La question première est de savoir pourquoi nous sommes si souvent tentés de transformer une hypothèse en certitude ? On peut tenter une analogie avec le climat et la météorologie. L’introduction de la notion de température perçue (subjective) par rapport à la température mesurée (objectivée) a renforcé un phénomène que l’on connaît bien : la perception de mon environnement proche tend à m’amener à croire que l’ailleurs, le lointain est identique. Ainsi pour le réchauffement climatique, la perception locale de celui-ci ne peut autoriser à généraliser. Dans la même lignée mais à l’opposé dans le domaine de l’économie, l’on nous explique que les théories économiques sont censées s’appliquer à tous. Or la réalité quotidienne du développement de nos sociétés n’a de cesse que de contrarier les théories généralisantes considérées comme certaines. L’une des explications fournies est la particularité de l’humain : la différence. Comme le disaient les chercheurs qui dans les années 1960 avaient travaillé sur le village de Plozevet (sous la direction d’André Burguière) : nous sommes identiques à 95% mais différents à 5%. Or ce sont ces 5% qui sont importants dans 95% des cas.
En d’autres termes, passer de l’expérience individuelle à la généralisation puis à la théorisation est un exercice à haut risque et qui doit avoir comme principe fondateur l’incertitude, la critique, le doute.
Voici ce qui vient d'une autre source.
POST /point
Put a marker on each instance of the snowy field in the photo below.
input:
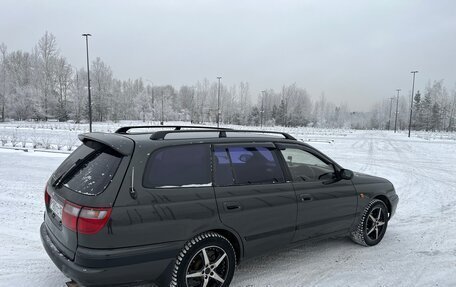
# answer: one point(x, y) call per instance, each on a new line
point(419, 248)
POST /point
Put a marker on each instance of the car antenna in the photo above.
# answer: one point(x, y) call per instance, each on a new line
point(132, 187)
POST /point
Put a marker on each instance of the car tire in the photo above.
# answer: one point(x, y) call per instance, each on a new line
point(372, 226)
point(208, 259)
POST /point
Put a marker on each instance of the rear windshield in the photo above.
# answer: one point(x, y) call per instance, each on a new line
point(89, 170)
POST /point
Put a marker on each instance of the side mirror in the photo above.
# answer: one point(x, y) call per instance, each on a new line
point(346, 174)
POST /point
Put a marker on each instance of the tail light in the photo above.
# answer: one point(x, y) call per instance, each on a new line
point(85, 220)
point(70, 215)
point(92, 220)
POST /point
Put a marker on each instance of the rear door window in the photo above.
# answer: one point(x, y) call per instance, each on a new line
point(242, 165)
point(304, 166)
point(179, 166)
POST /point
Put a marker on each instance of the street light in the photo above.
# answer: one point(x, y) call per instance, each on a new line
point(397, 106)
point(391, 109)
point(88, 81)
point(262, 108)
point(411, 101)
point(162, 119)
point(218, 104)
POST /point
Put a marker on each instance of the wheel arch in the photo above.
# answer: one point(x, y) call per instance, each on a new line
point(386, 201)
point(234, 240)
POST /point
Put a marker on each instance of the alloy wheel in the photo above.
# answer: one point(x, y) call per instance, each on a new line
point(375, 223)
point(208, 268)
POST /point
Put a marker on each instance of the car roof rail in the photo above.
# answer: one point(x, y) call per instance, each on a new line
point(222, 133)
point(123, 130)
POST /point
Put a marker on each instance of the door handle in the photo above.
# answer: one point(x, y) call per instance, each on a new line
point(232, 205)
point(305, 197)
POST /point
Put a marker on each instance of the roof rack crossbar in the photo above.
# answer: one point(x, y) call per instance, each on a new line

Malheureusement il semble bien que notre culture actuelle ait mis au premier rang le besoin de certitudes énoncées, ou plutôt d’affirmations déclarées comme telles, sans forcément qu’on ait le souci de vérifier.
Ce long contournement se veut aussi un cadre de réflexion pour analyser ce que nous observons chaque jour en matière de numérique dès lors que l’on entre dans le domaine micro et qu’on ne se limite pas, on ne se contente pas du méso ou du macro.
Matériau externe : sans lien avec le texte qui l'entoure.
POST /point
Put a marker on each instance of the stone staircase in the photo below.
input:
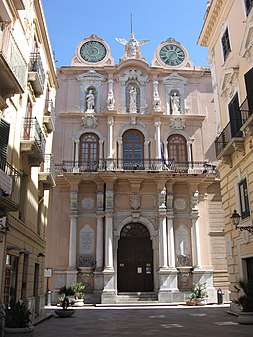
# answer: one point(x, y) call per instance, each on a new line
point(137, 298)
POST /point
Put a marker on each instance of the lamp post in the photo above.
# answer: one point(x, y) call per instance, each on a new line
point(235, 218)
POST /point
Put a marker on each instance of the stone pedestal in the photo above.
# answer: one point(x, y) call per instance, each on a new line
point(109, 293)
point(168, 285)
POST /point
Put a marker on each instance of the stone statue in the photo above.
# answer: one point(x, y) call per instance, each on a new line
point(110, 100)
point(156, 101)
point(132, 47)
point(175, 103)
point(90, 100)
point(132, 94)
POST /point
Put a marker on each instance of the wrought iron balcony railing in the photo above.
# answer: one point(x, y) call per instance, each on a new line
point(13, 57)
point(47, 172)
point(49, 115)
point(10, 180)
point(194, 168)
point(36, 67)
point(232, 130)
point(31, 131)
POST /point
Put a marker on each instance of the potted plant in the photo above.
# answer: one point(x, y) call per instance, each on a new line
point(65, 311)
point(245, 302)
point(79, 290)
point(17, 320)
point(199, 293)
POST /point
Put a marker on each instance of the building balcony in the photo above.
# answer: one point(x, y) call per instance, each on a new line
point(36, 74)
point(47, 173)
point(149, 165)
point(32, 141)
point(229, 141)
point(247, 118)
point(10, 180)
point(13, 68)
point(49, 116)
point(19, 4)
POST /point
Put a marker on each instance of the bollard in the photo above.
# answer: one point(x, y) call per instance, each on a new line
point(219, 296)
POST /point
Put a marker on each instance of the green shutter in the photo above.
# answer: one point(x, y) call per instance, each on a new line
point(4, 138)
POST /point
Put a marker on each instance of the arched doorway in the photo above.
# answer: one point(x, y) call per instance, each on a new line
point(135, 259)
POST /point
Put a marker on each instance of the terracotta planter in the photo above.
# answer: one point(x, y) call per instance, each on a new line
point(200, 301)
point(245, 318)
point(19, 332)
point(64, 313)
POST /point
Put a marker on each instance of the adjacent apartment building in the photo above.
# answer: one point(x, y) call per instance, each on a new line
point(136, 210)
point(27, 93)
point(227, 32)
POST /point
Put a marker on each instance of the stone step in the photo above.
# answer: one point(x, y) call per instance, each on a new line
point(136, 297)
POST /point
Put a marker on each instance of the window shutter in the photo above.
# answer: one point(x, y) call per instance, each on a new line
point(4, 138)
point(249, 88)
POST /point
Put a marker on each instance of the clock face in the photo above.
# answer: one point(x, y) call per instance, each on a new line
point(172, 54)
point(93, 51)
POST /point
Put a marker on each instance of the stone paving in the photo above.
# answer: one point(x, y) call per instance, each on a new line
point(181, 321)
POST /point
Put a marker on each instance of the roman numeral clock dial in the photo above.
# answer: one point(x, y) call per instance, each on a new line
point(93, 51)
point(172, 55)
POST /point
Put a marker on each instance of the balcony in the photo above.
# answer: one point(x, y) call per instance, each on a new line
point(49, 116)
point(247, 118)
point(13, 68)
point(47, 173)
point(36, 74)
point(10, 180)
point(229, 141)
point(32, 141)
point(149, 165)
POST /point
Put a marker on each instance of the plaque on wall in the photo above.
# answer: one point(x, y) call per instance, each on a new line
point(180, 204)
point(87, 240)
Passer de l’analyse d’un grand plan de distribution de tablettes à ce témoignage d’une enseignante, débutante dans le statut d’enseignant, est éclairant : « Mettons des tablettes partout et nous allons entrer dans l’ère du numérique » d’un côté; de l’autre « on a reçu des tablettes avec un environnement de pilotage vendu par cette grande société du sud-est asiatique à grand renfort de publicités et ça ne marche pas, on ne peut pas l’utiliser comme ils le montrent dans leurs films de présentation ». Et d’ajouter, « notre chef d’établissement avait fièrement annoncé l’arrivée de ces machines et c’est nous, et les élèves, qui devons gérer les dysfonctionnements ».
Cet écart entre les perceptions se vérifie aussi dans le domaine des équipements : « dans ma commune, la mairie ne veut pas nous fournir d’équipement » une autre enseignante déclare « si elle en fournit aux élèves, les enseignants doivent se payer eux-mêmes leur matériel ». Et dans le même temps un responsable académique fait le récit de l’équipement massif et du suivi de longue durée conjoint entre la collectivité et l’Éducation Nationale amenant à des pratiques qui deviennent ordinaires même si tout est loin d’être parfait. On pourrait poursuivre les exemples, il y en a tant, mais il faut aussi faire avancer la réflexion et l’action de manière à ce que ces disparités, ces inégalités, soient combattues à défaut d’être éliminées.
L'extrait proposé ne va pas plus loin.